Nesse contexto, ele destacou que "não se pode confiar nos americanos, já que sua natureza se baseia no descumprimento das obrigações", e afirmou que "a principal causa da instabilidade e insegurança na região é a presença americana e a entidade sionista".
O dirigente iraniano insistiu que o Irã se apoia apenas em "suas capacidades internas não declaradas, suas Forças Armadas e seu povo" para enfrentar qualquer agressão, seja militar ou por meio de sanções ilegais.
Além disso, ressaltou que o fim da guerra em todas as frentes, incluindo o Líbano, "constitui um dos princípios fundamentais de qualquer negociação ou acordo".
Trégua frágil
Embora os quase 40 dias de intensas hostilidades tenham cessado em 7 de abril com uma trégua entre os EUA e o Irã, as tensões permanecem entre as duas partes devido ao fracasso das negociações de paz, à troca de ataques verbais e ao bloqueio naval mútuo de embarcações comerciais no golfo Pérsico e no mar Arábico.
Na quarta-feira (27), o Irã realizou um ataque de retaliação contra posições dos EUA na região após uma ofensiva de Washington contra uma instalação militar iraniana na área de Bandar Abbas.
Ao mesmo tempo, o Axios informou que as equipes negociadoras dos EUA e do Irã chegaram a um acordo sobre um memorando de entendimento de 60 dias para estender o cessar-fogo e iniciar negociações sobre o programa nuclear iraniano, mas Trump ainda não deu sua aprovação final. Teerã, no entanto, ainda não confirmou essa informação.
- Donald Trump afirmou no sábado (23) que um acordo de paz com o Irã estaria próximo após uma "muito boa" conversa telefônica com líderes do Oriente Médio e disse que os detalhes finais ainda estavam sendo negociados, escreveu em sua conta na Truth Social..
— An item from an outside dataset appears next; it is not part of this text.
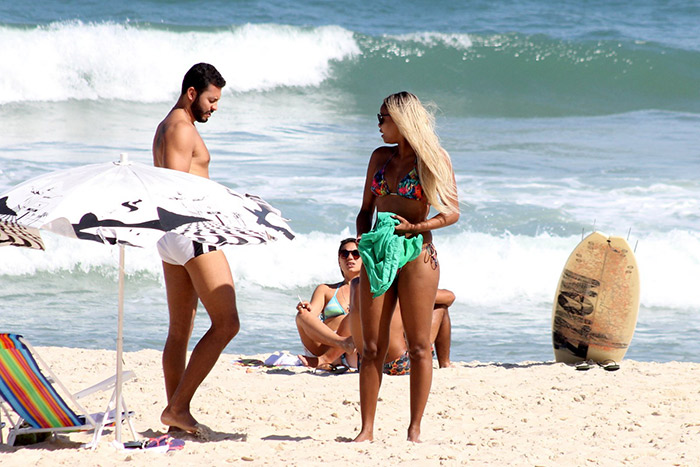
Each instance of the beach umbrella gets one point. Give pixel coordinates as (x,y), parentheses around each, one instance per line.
(126,203)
- Apesar disso, o presidente norte-americano não deixou de fazer ameaças ao país. No mesmo dia, afirmou que havia "50%" de chances de alcançar um acordo com o Irã ou, caso contrário, de "fazê-los voar pelos ares", retomando a guerra.
Nesta segunda-feira, os EUA realizaram ataques no sul do Irã para "proteger" tropas americanas na região contra possíveis "ameaças" vindas do país persa. Na quarta-feira (27), a Reuters informou que o Exército dos EUA bombardeou uma instalação militar iraniana na região do Estreito de Ormuz.